Having just read this thread...... No, I can't say I can add much...for the primary reason the vast majority of projects/ideas never get off the ground. Most could be considered reasonable ideas to start with and that is clearly an essential ingredient to start the process.... but almost none of them ultimately have economics once the engineering firms complete feasibility studies (or if passing that checkpoint, FEED - which is Front End Engineering Design). Few of the project sponsors have the financial nor technical resources nor global staying power to survive with out a mega-multi-national at the helm. None of the First Nations have the financial resources to do anything other than have a tiny wedge of equity and only because it is 'mostly given to them' in return for land crossings. Which is fine...Enbridge and TRP are prepared to do that to get 'the nod' and that was even the case for the now defunct Mackenzie Gas Pipeline.

The problem with these schemes is they pop up to address an existing (but potentially short term) problem and when 25-30 year economics have to be considered, almost no one can see how these projects can work 25-30 years out. The best way to look at a 30 year project is to sit back and visualize where one was at 25-30 years ago, e.g. 1985-1990 in this case, and ask oneself whether they would have had a clear vision of what 2015 would look like. The simple answer is no.... so economics must be robust to begin with and pass muster under a number of scenarios that could unfold globally over the amortization period.

A case in point: The LNG projects are not getting off the ground because they were developed as a way to get depressed NG out of Canada, but at least some project sponsors forgot that LNG is priced off oil in Asia and thus when oil prices collapsed, LNG prices landed in Japan, Korea or China collapsed as well. LNG export ideas have been tried at least 3 different times off the West Coast, only to fail economically. At least they did not get built becore economic failure.

Same with Mackenzie Gas Project. Imagine if that had actually gotten built circa 2005-2010 or so. Imagine how the project sponsors would be losing their shirts today with NG in the $1-2 range. I had some involvement with that project at one time and NG had to be a lot higher pricec than that to make it work.

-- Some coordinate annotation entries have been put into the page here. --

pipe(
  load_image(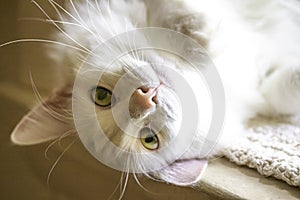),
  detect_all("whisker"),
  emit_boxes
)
[31,0,91,52]
[29,71,73,121]
[47,138,79,187]
[133,173,158,194]
[48,0,63,20]
[44,129,75,160]
[0,38,88,53]
[119,171,129,200]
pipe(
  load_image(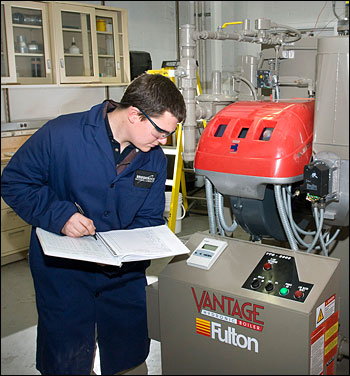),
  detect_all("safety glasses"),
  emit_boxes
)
[135,106,176,138]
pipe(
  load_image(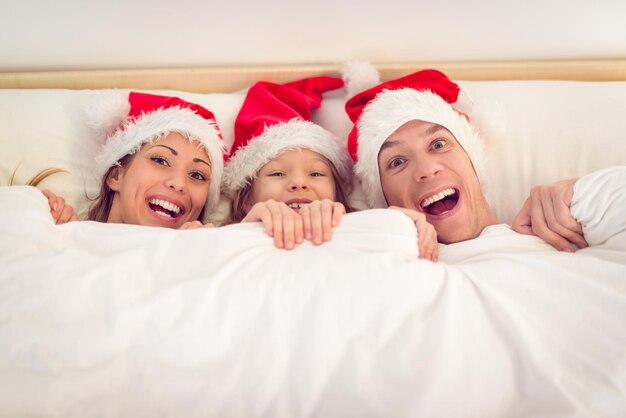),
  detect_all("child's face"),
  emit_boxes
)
[107,132,211,228]
[248,149,335,211]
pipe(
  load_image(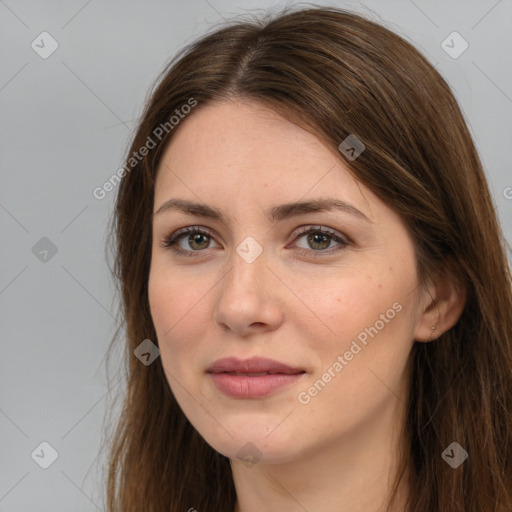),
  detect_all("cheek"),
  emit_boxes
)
[148,265,200,356]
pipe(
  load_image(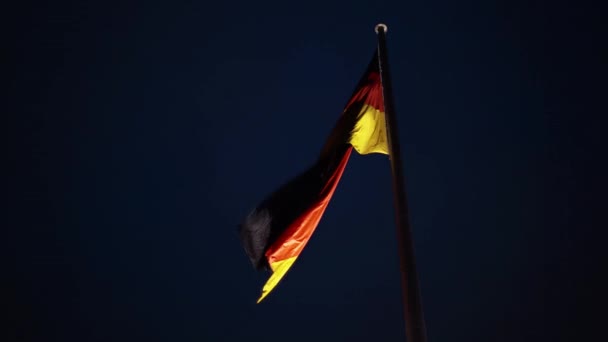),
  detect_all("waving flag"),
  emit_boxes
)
[239,52,388,303]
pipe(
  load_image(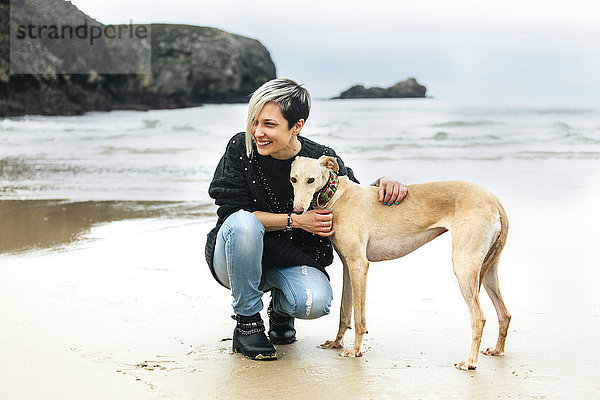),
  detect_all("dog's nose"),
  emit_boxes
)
[294,206,304,214]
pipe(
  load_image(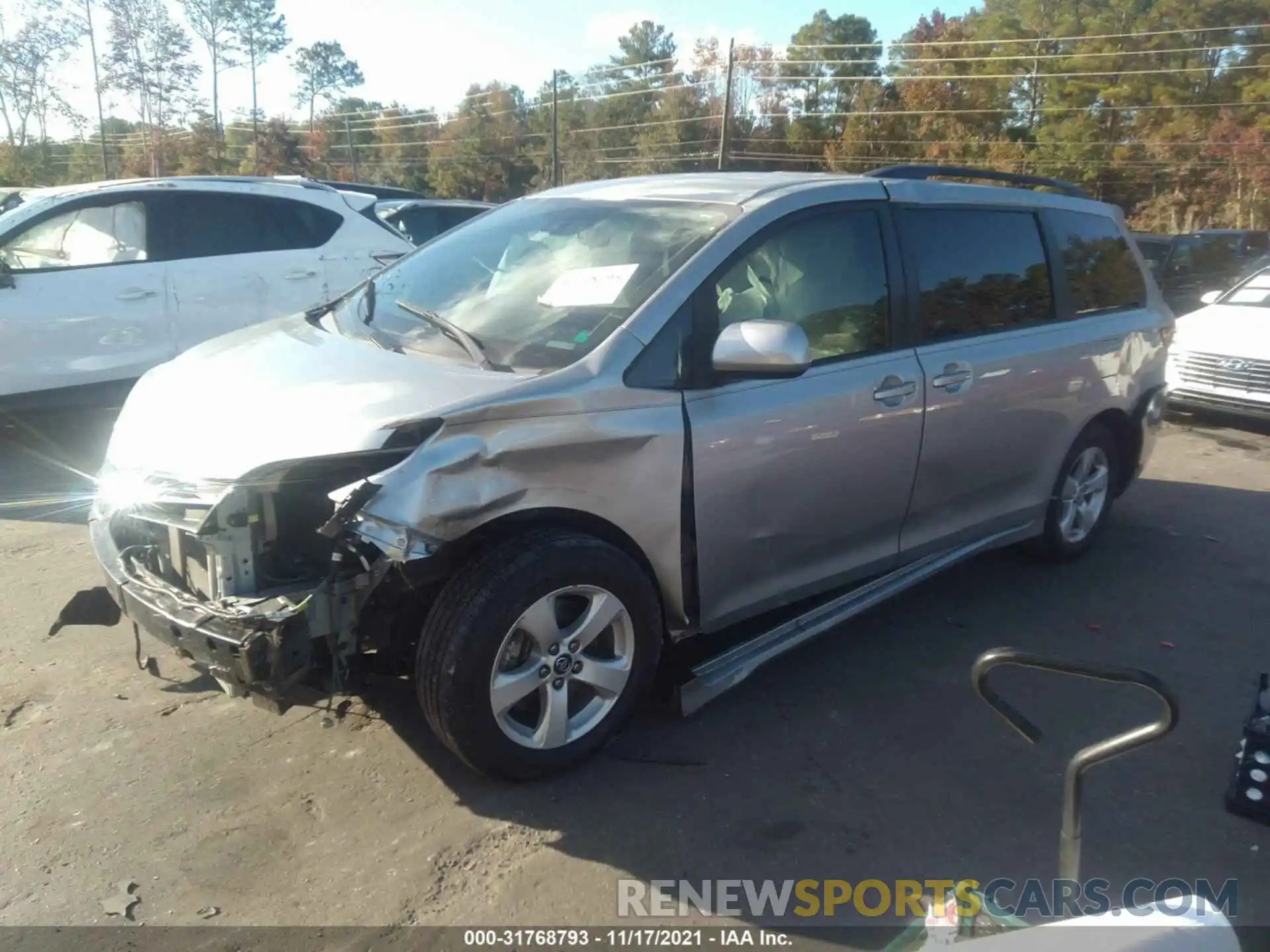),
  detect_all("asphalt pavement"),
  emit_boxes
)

So goes these refinery proposals (I should call them upgrading proposals, rather than refineries) because I don't think any of them will actually make refined products. Where will the billions come from to actually finance these? At what point will the Chinese (who don't necessarily look at pure economics.....rather they consider strategic implications) wonder why they would invest billiions at a single or negative digit NPV/discounted rate of return? Clearly none of the existing sponsors have the funds to do anything more than perhaps conduct simplified feasibility studies in the millions of dollars. Proper feasability studies and FEED will cost in the hundreds of millions of dollars. It would be nice if something could pass muster economically but I am not optimistic.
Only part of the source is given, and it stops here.